Threshold Configuration

Understanding thresholds

Thresholds determine when a score becomes a violation. Each scorer produces a score from 0.0 to 1.0:

  • 0.0 = no problem detected
  • 1.0 = maximum confidence of a problem

A threshold of 0.70 means: flag/block when the scorer is 70% or more confident that a problem exists.

Default thresholds

ScorerDefaultRationale
Security0.70High-confidence PII/injection only
Bias0.60Slightly more sensitive — subtle bias matters
Accuracy0.65Middle ground for hallucination detection
Drift0.25Small drift changes matter more
Cost(disabled)Cost not relevant in CI context

Threshold by use case

Customer-facing application

# High stakes — strict thresholds
gates:
assessment:
scorers:
security:
threshold: 0.60 # Catch more security issues
bias:
threshold: 0.50 # More sensitive to bias
accuracy:
threshold: 0.60

Internal tool

# Lower stakes — standard thresholds
gates:
assessment:
scorers:
security:
threshold: 0.75 # Allow more flexibility
bias:
threshold: 0.70
accuracy:
threshold: 0.70

Research / experimentation

# Monitoring only — log everything, fail nothing
gates:
assessment:
fail_on: never # Never fail CI, just log
scorers:
security:
threshold: 0.90 # Only log extreme violations

Per-tag threshold overrides

Apply different thresholds to different test tags:

gates:
assessment:
scorers:
security:
threshold: 0.70 # Default
overrides:
financial: 0.50 # Stricter for financial tests
internal: 0.85 # Looser for internal tool tests

Violation weighting

When multiple scorers exceed threshold, weight them differently:

gates:
assessment:
violation_threshold: 2 # Allow up to 2 violations
scorers:
security:
weight: 2.0 # Security violations count double
bias:
weight: 1.5
accuracy:
weight: 1.0

With violation_threshold: 2 and weight: 2.0 for security, a single security violation (weight 2.0) counts as 2, immediately hitting the threshold.
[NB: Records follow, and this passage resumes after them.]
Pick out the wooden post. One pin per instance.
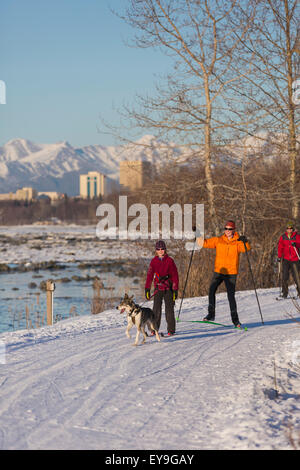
(50, 286)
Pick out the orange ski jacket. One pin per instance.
(227, 252)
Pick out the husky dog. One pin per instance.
(138, 316)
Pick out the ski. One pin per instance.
(215, 323)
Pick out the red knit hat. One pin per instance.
(230, 224)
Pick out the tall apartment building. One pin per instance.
(92, 185)
(134, 174)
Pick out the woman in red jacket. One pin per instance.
(163, 271)
(288, 254)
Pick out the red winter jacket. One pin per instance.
(285, 247)
(160, 267)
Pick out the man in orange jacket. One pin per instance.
(228, 248)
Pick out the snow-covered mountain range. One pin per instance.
(56, 167)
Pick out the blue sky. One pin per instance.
(64, 62)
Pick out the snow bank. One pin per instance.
(82, 385)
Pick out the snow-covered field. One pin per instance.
(62, 243)
(82, 385)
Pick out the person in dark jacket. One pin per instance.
(163, 272)
(288, 255)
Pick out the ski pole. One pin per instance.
(154, 293)
(250, 269)
(187, 275)
(297, 280)
(279, 280)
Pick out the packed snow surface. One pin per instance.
(81, 384)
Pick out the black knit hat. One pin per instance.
(160, 244)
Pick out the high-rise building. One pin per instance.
(92, 185)
(134, 174)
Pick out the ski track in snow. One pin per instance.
(82, 385)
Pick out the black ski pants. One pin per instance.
(230, 282)
(167, 296)
(287, 267)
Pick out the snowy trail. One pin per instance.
(82, 385)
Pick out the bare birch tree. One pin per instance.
(191, 105)
(273, 42)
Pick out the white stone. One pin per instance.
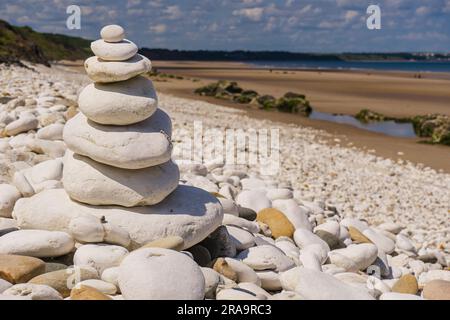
(289, 248)
(382, 242)
(355, 223)
(44, 171)
(315, 285)
(112, 33)
(279, 194)
(23, 124)
(83, 228)
(99, 256)
(231, 220)
(142, 277)
(266, 257)
(111, 275)
(51, 132)
(202, 183)
(332, 227)
(229, 206)
(354, 258)
(270, 280)
(118, 51)
(102, 286)
(120, 103)
(114, 71)
(404, 243)
(237, 295)
(310, 259)
(36, 243)
(33, 292)
(255, 200)
(4, 285)
(255, 289)
(399, 296)
(8, 197)
(188, 212)
(244, 272)
(241, 238)
(391, 227)
(94, 183)
(297, 215)
(212, 280)
(304, 239)
(137, 146)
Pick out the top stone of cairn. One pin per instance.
(112, 33)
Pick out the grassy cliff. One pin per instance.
(23, 43)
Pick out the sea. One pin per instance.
(407, 66)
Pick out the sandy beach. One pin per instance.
(396, 94)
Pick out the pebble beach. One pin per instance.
(91, 184)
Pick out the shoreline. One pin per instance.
(408, 149)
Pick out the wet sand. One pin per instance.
(396, 94)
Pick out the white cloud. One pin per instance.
(350, 15)
(253, 14)
(173, 12)
(159, 28)
(422, 11)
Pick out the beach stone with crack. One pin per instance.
(142, 278)
(118, 51)
(212, 280)
(120, 103)
(90, 182)
(357, 236)
(33, 291)
(188, 212)
(115, 71)
(112, 33)
(437, 290)
(87, 293)
(100, 285)
(297, 215)
(137, 146)
(4, 285)
(305, 239)
(241, 238)
(279, 225)
(51, 132)
(8, 197)
(99, 256)
(172, 243)
(61, 280)
(22, 124)
(406, 284)
(222, 267)
(36, 243)
(315, 285)
(201, 255)
(381, 241)
(265, 257)
(253, 199)
(354, 258)
(243, 271)
(20, 269)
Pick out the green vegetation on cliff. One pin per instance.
(23, 43)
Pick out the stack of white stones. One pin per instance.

Two accuracy violations (weight 1.0 each) also total 2.

Regression thresholds

In addition to absolute thresholds, set regression thresholds to catch relative degradation:

gates:
assessment:
baseline_branch: main
baseline_regression_threshold: 0.10 # Fail if any score worsens by >0.10
regression_dimension_overrides:
security: 0.05 # Stricter regression tolerance for security
accuracy: 0.15 # More lenient regression tolerance for accuracy

Threshold tuning workflow

  1. Start with fail_on: never and log mode
  2. Review 20+ builds to understand your score distribution
  3. Set thresholds at p95 of your passing tests + 0.05 buffer
  4. Switch to fail_on: flag
  5. Monitor false positive rate for 1 week
  6. Adjust thresholds up or down based on signal quality
  7. Switch to fail_on: block when false positive rate is acceptable

Rule of thumb: Your threshold should pass all your known-good test cases with a 0.10 buffer. If a test case that should pass is scoring 0.65, set your threshold at 0.75 minimum.